HAWAI`I CARPENTERS UNION representative Dean Au testified during the public hearings held in Hilo and Kona this week. He said that he loves Ka`u and comes shore fishing along the rugged Ka`u coast. He acknowledged that Ka`u would change with the `Aina Koa Pono project but said that many unemployed carpenters need the jobs.

HAWAI`I VOLCANOES NATIONAL PARK is calling for public input on a new management plan that would replace the one that's more than 30 years old. Proposed are four options, including a status quo plan, and plans that would approach managing the park quite differently. Park Superintendent Cindy Orlando noted that the plans take into consideration the needs of visitors, residents and students. The options can be viewed at www.nps.gov/havo/parkmgmt/gmp.htm. Talk Story sessions will be held at 6 p.m. on Aug. 22 at Kilauea Visitor Center, on Aug. 24 at Pahoa Community Center, and Aug. 25 at Na`alehu Community Center. Park staff will present a brief overview of the options along with informational stations and maps. Some of the ideas included in the plans are incorporating more native Hawaiian land management practices and restricting traffic on Crater Rim Drive to bicycling, walking and shuttles.

CRATER RIM DRIVE has reopened after a precautionary closing with the recent collapse of the Pu`u `O`o crater floor and the creation of a new lava flow. The lava is unlikely to move toward Crater Rim Drive, park officials said.

Mazie Hirono
CONGRESSWOMAN MAZIE HIRONO introduced the Continuum of Learning Act of 2011 into Congress today. The bipartisan early childhood learning initiative helps educators from Head Start, other quality early childhood education programs, and elementary schools work together for successful transition from pre-K to elementary school, said Hirono.
     “Without spending any additional taxpayer dollars, this bipartisan legislation helps our keiki enter school ready to learn and increases their success in the early years,” she said. Hirono, a former teacher, is a member of the House Education and the Workforce Committee. Hirono said the legislation “will strengthen the early education efforts for our nation’s 21.2 million children under age 5, some 86,000 of whom are in Hawai`i.”
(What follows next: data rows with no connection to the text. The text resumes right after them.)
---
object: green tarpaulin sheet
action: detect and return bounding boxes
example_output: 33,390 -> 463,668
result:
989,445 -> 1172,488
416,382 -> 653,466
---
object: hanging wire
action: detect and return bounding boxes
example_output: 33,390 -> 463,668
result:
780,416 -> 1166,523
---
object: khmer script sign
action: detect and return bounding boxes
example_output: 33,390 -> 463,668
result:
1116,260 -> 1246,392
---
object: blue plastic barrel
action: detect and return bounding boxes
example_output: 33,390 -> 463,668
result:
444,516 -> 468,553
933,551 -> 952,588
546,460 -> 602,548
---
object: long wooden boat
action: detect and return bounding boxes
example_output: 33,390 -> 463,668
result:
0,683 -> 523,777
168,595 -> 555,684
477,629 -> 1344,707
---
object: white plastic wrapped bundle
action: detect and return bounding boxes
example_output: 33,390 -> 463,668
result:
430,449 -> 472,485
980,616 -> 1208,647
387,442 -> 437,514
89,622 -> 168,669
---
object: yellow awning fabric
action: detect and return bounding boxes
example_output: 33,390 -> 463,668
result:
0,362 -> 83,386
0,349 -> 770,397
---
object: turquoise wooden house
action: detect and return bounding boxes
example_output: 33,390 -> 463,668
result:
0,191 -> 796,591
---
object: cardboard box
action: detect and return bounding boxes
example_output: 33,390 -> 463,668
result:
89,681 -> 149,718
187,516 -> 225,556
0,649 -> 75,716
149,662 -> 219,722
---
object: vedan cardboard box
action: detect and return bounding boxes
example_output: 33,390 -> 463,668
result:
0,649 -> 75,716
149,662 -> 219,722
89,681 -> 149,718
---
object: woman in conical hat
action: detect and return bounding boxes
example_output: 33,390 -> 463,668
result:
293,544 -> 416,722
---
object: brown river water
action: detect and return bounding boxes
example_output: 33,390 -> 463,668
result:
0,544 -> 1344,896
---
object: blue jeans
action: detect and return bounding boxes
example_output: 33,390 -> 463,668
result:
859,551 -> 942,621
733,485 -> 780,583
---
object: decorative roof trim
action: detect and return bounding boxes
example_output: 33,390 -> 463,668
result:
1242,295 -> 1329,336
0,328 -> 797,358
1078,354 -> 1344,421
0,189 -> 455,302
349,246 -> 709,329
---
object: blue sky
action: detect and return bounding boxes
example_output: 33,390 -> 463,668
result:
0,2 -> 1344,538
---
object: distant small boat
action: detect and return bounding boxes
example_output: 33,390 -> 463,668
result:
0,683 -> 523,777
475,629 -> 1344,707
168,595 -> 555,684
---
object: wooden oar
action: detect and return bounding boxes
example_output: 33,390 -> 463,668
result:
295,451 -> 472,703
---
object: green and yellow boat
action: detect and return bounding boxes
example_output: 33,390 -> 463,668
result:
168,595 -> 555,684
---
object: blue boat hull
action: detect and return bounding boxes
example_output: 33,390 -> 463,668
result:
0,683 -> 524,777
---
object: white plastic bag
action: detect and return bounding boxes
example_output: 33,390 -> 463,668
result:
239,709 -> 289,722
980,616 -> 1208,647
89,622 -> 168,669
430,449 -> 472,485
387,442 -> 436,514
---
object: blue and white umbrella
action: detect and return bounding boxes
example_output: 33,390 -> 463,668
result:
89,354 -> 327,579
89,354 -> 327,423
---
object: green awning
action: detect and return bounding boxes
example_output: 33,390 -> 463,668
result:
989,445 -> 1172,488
TRAUMA INJURIES IN KA`U will receive better treatment at its larger sister hospital, Hilo Medical Center. Hilo has been upgraded to a Trauma Level Three Hospital. Gov. Neil Abercrombie visited Hilo Medical Center this week to commemorate the hospital’s new designation. Hilo Medical Center’s upgrade bolsters the entire Big Island’s readiness and ability to treat trauma patients.

GOV. NEIL ABERCROMBIE also made an appearance at Keaukaha Elementary School in Hilo, and the governor joined the University of Hawai`i at Hilo in celebrating the opening of the campus’ Science and Technology building and then made an appearance at the East Hawai`i State Office Building, where a public hearing was earlier held concerning the plans of the biofuel company `Aina Koa Pono to develop lands in Ka`u. During the Hilo visit, Abercrombie was confronted by citizens supporting the state and the Hawai`i State Teachers Association. Protestors opposed the pay cuts, health insurance hikes, and furlough days that the state imposed on teachers last month.